The activation of Fgf signaling can restore the expression of mesodermal-specific genes that are down-regulated by cas misexpression. (A–L) Either cas mRNA, or a combination of cas with CA-mek mRNAs, were injected into a marginal blastomere of a 16-cell stage zebrafish embryo. Embryos injected with mRNA(s) were examined for ntl, spt or papc expression at the 50% epiboly stage (5. 3 hpf) and myoD expression at the 80% epiboly stage (8. 3 hpf). Nuclear lacZ (nlacZ) mRNA was used as a lineage tracer. Red staining by β-galactosidase activity indicates the progeny of injected cells. The progeny of marginal blastomeres gives rise to the marginal clones of the cells. (A–I) All images are of animal pole views. (J–L) Dorsal views with anterior to the top. (A, D, G, J) The nlacZ mRNA injections did not disrupt the ntl, spt, papc or myoD expression profile. (B, E, H, K) The expression of the mesodermal genes ntl, spt, papc or myoD was down-regulated by cas mRNA misexpression (arrows). (C, F, I, L) The down-regulation of the mesodermal genes ntl, spt, papc or myoD by cas mRNA misexpression was restored by co-injection with CA-mek mRNA (arrows).
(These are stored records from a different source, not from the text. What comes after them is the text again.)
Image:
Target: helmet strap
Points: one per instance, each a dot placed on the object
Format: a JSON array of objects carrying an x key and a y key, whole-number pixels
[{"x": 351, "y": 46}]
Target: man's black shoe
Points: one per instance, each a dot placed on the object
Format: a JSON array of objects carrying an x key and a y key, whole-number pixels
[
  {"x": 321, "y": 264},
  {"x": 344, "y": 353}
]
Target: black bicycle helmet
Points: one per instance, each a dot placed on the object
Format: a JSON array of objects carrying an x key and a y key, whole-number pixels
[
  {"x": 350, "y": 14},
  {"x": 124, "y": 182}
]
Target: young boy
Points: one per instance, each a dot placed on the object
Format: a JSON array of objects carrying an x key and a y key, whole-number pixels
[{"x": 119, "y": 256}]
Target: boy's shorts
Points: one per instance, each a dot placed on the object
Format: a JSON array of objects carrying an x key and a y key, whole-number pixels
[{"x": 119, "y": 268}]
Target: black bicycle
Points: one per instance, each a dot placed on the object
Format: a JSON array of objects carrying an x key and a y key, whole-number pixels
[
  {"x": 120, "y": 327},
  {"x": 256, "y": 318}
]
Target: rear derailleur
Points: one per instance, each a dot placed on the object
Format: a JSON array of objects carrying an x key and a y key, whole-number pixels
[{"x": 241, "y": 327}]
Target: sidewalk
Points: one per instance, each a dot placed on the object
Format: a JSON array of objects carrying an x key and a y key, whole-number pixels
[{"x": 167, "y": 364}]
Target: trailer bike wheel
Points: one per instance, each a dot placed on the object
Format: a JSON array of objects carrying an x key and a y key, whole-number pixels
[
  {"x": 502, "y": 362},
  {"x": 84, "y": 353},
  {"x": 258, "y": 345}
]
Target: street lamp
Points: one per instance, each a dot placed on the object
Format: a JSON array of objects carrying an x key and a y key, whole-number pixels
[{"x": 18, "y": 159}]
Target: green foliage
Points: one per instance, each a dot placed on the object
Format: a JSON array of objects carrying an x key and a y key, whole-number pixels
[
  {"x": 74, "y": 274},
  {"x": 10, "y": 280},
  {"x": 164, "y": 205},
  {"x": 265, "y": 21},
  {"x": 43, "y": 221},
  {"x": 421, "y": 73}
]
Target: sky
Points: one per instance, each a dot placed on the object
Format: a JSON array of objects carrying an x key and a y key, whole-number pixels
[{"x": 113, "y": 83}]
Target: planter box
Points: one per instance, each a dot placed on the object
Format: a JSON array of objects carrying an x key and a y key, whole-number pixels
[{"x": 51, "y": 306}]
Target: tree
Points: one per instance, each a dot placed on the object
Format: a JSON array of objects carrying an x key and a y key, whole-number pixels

A model for endoderm and mesoderm formation in zebrafish. In late blastula stage zebrafish embryos, there are two steps in endoderm and mesoderm induction. (A) Zygotic oep expression is induced by Fgf signaling. The Nodal-related proteins Cyc and Sqt act through TGF-β type receptors. Oep is maternally supplied and it is an essential co-receptor for Nodal signaling (Gritsman et al., 1999). Nodal signaling induces fgf and this Fgf signaling functions to induce zygotic oep expression (Mathieu et al., 2004). Thus, the combination of Nodal and Fgf signaling is necessary for both endoderm and mesoderm induction. (B) Induction of endoderm and mesoderm by Nodal and Fgf signaling. Nodal signaling activates bon and fau/gata5 expression. Bon, Fau/Gata5 and Eomes cooperatively regulate the expression of cas (Bjornson et al., 2005). *Eomes; eomes is maternally supplied to the zygote. Cas activates sox17 and foxA2 and represses mesodermal genes to determine endodermal fates. On the other hand, both Fgf and Nodal signaling synergistically activate mesodermal genes, such as ntl, spt, papc and myoD. Fgf and MAPK signaling also negatively regulate cas expression and Cas function to determine the mesodermal fate.